Last summer, when the company’s new CEO noticed at a staff meeting that employees were all looking at their phones, he had a thought: Why not send out the HR and staff alerts over smartphones?
Springfield Clinic looked at five or six similar products before selecting APPrise Mobile, an HR communication app for smartphones that is designed for staff spread out over wide locations. A pilot program was launched in July 2017. The program went live in September and the clinic’s e-mail newsletters have since been deactivated. “We had a retirement party for the corporate newsletter last December,” jokes Kuhn.
As a software as a service, APPrise Mobile provides a native app to allow employers to organize and push content to their workforces and target content to specific groups of employees, according to Jeff Corbin, CEO and founder of APPrise Mobile.

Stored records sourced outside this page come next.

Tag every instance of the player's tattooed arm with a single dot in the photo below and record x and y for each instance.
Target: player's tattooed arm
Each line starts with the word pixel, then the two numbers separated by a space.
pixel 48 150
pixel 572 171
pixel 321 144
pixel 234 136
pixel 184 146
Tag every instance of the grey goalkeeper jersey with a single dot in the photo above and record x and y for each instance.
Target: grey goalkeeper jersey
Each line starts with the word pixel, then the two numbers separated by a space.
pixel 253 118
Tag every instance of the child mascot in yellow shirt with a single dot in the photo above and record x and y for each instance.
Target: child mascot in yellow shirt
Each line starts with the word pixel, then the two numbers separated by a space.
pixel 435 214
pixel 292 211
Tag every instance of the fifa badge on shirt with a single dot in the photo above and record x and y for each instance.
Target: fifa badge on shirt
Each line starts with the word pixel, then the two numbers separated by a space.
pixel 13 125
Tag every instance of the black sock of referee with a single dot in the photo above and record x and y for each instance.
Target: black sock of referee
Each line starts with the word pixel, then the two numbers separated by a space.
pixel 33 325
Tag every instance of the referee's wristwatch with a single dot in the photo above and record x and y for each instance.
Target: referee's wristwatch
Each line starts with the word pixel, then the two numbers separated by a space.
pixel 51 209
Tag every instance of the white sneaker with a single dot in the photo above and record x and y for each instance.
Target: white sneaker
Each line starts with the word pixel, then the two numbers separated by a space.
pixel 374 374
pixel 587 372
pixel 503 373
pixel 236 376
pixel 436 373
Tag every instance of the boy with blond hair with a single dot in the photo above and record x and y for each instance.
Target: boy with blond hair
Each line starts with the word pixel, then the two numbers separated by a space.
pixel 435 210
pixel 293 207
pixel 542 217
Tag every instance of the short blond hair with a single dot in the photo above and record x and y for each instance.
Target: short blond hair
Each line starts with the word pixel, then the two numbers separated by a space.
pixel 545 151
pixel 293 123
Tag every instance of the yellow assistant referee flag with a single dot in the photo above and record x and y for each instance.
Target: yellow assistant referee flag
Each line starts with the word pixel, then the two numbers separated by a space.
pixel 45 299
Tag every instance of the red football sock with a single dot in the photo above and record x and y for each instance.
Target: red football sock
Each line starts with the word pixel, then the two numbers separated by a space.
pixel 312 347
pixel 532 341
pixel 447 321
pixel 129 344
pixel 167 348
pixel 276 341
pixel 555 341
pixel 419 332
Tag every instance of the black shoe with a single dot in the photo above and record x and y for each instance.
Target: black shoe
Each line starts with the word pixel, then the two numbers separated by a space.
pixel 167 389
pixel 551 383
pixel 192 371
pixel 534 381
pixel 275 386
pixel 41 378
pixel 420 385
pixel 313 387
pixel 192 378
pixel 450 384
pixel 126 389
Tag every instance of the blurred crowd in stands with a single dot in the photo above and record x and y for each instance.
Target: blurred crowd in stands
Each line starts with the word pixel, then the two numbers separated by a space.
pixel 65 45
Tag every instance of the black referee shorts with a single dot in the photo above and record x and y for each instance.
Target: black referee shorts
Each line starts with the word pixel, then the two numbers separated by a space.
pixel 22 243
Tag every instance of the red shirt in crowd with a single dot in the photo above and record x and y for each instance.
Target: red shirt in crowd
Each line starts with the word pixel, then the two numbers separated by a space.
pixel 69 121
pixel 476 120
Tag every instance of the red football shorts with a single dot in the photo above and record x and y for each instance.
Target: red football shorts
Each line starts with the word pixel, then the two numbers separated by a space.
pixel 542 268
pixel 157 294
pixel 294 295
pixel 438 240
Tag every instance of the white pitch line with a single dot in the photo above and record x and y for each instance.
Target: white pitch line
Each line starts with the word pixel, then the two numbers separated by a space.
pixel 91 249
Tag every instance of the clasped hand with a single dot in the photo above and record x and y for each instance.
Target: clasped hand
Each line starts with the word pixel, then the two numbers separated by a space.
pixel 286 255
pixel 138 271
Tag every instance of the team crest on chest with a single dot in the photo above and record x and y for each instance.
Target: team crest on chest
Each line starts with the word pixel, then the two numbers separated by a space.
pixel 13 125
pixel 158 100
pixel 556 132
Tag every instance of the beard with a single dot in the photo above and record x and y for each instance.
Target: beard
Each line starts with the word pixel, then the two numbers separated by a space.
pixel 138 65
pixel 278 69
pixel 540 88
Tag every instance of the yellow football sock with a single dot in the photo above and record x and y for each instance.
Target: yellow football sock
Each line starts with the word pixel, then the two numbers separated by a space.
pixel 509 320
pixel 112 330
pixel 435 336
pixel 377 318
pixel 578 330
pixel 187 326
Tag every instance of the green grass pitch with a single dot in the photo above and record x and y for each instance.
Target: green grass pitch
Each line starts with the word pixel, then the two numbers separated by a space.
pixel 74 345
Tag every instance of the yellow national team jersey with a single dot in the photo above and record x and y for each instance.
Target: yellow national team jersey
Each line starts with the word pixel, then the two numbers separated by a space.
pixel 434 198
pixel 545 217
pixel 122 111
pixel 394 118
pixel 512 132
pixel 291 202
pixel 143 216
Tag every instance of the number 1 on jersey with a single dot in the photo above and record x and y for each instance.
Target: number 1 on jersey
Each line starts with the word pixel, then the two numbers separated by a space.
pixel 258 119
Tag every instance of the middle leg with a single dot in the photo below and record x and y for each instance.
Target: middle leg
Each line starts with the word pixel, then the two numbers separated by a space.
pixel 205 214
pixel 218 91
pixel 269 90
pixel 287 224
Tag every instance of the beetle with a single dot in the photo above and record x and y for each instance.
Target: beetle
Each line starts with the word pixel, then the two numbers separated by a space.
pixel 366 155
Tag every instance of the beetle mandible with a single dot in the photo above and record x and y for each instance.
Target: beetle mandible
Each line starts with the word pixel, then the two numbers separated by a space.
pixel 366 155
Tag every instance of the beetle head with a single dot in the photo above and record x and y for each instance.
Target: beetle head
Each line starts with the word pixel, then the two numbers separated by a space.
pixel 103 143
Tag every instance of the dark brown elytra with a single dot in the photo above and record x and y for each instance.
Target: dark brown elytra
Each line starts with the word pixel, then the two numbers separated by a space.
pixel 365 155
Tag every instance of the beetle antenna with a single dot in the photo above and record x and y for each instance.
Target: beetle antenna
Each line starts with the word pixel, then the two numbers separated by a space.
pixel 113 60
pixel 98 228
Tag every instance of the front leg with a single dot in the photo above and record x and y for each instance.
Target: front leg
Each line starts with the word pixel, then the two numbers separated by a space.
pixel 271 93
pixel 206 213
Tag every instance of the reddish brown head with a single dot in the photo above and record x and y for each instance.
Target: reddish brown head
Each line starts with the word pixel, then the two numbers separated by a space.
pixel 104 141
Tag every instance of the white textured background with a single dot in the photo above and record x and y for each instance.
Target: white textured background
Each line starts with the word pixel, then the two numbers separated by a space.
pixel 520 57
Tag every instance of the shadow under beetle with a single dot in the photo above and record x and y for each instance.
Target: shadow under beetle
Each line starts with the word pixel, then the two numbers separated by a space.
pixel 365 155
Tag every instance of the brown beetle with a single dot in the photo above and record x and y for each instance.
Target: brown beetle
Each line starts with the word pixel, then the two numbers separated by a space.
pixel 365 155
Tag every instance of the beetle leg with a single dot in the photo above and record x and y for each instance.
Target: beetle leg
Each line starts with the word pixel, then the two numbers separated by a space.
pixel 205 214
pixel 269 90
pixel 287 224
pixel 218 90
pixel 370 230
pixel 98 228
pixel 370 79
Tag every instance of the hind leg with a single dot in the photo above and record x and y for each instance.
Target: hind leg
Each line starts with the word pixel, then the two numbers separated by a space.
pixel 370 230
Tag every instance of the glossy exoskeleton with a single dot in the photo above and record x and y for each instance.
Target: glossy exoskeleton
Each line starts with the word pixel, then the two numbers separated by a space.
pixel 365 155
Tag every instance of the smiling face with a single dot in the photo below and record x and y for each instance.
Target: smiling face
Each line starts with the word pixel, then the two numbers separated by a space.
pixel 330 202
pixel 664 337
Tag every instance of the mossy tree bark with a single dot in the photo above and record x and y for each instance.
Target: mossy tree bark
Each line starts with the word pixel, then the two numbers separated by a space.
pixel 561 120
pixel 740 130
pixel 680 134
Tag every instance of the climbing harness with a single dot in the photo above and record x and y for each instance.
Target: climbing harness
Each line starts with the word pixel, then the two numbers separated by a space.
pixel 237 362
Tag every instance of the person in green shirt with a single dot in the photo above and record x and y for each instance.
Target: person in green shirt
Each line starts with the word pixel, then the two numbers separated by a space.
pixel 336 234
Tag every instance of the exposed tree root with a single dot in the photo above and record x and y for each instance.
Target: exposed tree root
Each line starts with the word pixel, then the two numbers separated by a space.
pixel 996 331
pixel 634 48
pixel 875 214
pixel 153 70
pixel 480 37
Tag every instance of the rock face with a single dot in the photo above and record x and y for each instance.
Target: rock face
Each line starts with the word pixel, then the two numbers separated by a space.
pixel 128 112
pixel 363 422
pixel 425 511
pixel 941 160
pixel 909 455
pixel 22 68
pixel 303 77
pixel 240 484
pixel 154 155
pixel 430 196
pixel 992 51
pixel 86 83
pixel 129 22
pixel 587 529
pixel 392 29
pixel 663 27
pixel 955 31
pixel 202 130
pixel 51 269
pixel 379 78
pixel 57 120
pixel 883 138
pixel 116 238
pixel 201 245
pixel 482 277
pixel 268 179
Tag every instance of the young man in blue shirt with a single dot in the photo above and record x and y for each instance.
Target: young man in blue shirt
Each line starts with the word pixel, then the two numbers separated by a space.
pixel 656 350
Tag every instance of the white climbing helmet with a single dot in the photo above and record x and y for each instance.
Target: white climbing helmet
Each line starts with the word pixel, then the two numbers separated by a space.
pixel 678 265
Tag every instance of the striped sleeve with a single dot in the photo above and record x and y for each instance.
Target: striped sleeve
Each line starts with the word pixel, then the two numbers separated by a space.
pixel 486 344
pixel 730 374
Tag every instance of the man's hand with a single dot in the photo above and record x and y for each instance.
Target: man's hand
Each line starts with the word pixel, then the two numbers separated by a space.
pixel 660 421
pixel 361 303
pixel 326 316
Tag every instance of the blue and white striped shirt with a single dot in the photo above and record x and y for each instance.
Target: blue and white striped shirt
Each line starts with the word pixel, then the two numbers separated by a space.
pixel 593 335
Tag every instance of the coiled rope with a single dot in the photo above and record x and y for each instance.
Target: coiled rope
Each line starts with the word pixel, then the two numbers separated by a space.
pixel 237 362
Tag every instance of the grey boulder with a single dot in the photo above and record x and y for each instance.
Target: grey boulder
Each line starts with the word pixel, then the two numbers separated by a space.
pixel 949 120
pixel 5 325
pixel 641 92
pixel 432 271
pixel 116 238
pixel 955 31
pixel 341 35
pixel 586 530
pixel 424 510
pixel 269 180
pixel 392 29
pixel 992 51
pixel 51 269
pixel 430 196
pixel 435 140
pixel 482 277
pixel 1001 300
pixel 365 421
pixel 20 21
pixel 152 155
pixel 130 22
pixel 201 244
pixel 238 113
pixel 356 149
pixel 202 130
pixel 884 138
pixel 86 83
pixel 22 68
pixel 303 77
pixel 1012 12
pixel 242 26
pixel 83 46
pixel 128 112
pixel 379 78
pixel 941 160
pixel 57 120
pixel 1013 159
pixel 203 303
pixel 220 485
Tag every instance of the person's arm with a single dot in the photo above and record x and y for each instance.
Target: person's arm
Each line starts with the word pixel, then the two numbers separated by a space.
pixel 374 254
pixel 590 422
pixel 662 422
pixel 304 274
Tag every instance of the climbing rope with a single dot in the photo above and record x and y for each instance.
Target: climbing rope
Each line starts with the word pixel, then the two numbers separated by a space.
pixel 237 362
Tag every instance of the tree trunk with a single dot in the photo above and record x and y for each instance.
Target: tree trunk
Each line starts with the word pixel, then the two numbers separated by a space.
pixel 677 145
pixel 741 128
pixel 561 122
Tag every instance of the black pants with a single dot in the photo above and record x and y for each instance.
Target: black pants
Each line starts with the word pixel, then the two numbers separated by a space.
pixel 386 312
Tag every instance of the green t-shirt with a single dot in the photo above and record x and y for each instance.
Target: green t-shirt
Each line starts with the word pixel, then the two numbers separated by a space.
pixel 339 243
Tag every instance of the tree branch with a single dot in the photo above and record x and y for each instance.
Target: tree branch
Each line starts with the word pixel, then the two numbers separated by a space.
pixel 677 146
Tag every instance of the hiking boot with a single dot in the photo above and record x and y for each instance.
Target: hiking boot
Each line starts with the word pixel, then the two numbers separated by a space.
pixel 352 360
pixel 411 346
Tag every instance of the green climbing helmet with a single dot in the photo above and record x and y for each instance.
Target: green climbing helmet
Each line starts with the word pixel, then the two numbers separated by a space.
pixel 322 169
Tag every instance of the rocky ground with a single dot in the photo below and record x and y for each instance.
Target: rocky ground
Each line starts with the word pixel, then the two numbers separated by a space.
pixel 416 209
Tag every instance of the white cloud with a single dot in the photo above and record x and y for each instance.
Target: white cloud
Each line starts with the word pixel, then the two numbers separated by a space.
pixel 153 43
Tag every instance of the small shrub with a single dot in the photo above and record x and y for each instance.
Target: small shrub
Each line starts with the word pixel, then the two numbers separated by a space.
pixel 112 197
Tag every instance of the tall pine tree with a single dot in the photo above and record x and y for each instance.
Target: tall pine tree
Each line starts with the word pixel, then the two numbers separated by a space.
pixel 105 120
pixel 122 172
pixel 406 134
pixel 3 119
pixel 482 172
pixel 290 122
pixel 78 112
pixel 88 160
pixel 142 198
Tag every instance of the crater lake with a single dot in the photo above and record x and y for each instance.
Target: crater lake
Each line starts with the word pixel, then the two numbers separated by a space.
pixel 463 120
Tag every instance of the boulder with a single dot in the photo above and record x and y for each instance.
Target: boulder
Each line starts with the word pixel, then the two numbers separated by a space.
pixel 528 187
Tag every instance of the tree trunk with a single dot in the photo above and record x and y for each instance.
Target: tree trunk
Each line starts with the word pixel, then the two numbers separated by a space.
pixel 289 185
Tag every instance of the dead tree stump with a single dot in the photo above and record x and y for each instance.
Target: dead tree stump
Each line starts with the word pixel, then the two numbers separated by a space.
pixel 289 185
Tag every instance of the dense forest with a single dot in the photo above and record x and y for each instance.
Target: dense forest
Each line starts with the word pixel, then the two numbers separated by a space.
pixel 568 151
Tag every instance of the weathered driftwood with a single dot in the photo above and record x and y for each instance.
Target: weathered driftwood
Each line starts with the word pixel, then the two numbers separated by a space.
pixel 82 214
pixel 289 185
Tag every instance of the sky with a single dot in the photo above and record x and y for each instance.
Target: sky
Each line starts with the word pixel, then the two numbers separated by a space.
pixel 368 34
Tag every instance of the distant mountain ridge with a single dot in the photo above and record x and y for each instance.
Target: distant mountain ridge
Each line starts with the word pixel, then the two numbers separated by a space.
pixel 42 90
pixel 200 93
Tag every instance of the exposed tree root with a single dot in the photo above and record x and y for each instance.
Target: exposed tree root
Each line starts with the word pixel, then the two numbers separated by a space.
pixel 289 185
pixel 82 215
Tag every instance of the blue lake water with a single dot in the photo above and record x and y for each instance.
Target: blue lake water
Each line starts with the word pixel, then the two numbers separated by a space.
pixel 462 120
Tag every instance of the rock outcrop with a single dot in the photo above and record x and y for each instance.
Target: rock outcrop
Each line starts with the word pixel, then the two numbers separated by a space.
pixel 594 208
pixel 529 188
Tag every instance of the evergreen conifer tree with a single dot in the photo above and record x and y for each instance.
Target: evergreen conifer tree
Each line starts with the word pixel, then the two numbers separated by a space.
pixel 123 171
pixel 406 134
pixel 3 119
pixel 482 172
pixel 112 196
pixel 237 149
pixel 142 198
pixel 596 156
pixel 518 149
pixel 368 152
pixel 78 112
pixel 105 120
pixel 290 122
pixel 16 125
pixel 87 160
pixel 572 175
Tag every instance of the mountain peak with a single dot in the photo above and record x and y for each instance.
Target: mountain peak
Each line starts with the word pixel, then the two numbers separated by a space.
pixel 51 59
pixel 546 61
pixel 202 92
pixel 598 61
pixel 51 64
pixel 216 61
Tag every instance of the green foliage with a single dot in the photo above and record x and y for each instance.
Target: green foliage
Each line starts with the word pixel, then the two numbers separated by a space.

With clients that include Toyota North America, Chipotle and hospital networks, APPrise Mobile aims to help executives and HR directors reach workers from the top down, especially contract workers. “In many instances, there are a lot of part-time employees who don’t necessarily have corporate e-mail addresses so it’s been a challenge for these companies to reach them for many years,” Corbin says.
Corbin says the challenge for today’s HR executives is not shrinking an e-mail newsletter down to a two and a half by four inch screen of an iPhone or Android. For the end user, “we ask what are the five, six or seven categories of information content that an employee wants to have, needs to have at their fingertips and how do you package that in a way that it's going to be consumed and not ignored or deleted?” says Corbin.
Now, the 260 doctors, 160 advanced practitioners, and the rest of the Springfield Clinic staff use the app to receive a variety of posts with APPrise Mobile. Alerts include announcements welcoming new physicians and staff, the launch of new service internally before they are announced to the public, and staff work anniversaries and retirement announcements. In the event of emergencies, Springfield Clinic will issue office closures due to snow or flooding and even when tornado warnings are issued.
“We have a number of physicians who do mission work so if there's a human interest story among our employee or physician population, we like to tell those stories. We're looking internally to curate interesting, relevant and timely content and our employees are responding favorably,” Kuhn says.
Springfield Clinic users can download the free app from the App Store or Google Play and sign up for an account with their work e-mail. Kuhn says the app is straightforward and that an adept smartphone user should be able to navigate most features without extensive training.
The alerts also include text and images as well as social media features that allow recipients to like or comment on a news alert, much like a tweet or a Facebook post.
“We see in the level of engagement that the app allows through the likes and the comments but just anecdotally when I am out and about, people are like, ‘Patty, we really love the app, we're on it all day and we really feel a greater sense of connection,’” says Kuhn.
The clinic also has become creative with content delivered over APPrise Mobile as well.
“We have a full team in our marketing and communications department — that includes a videographer, photographer, two graphic designers and a copywriter — so we do some really fun graphic elements that are very attention-grabbing,” Kuhn says.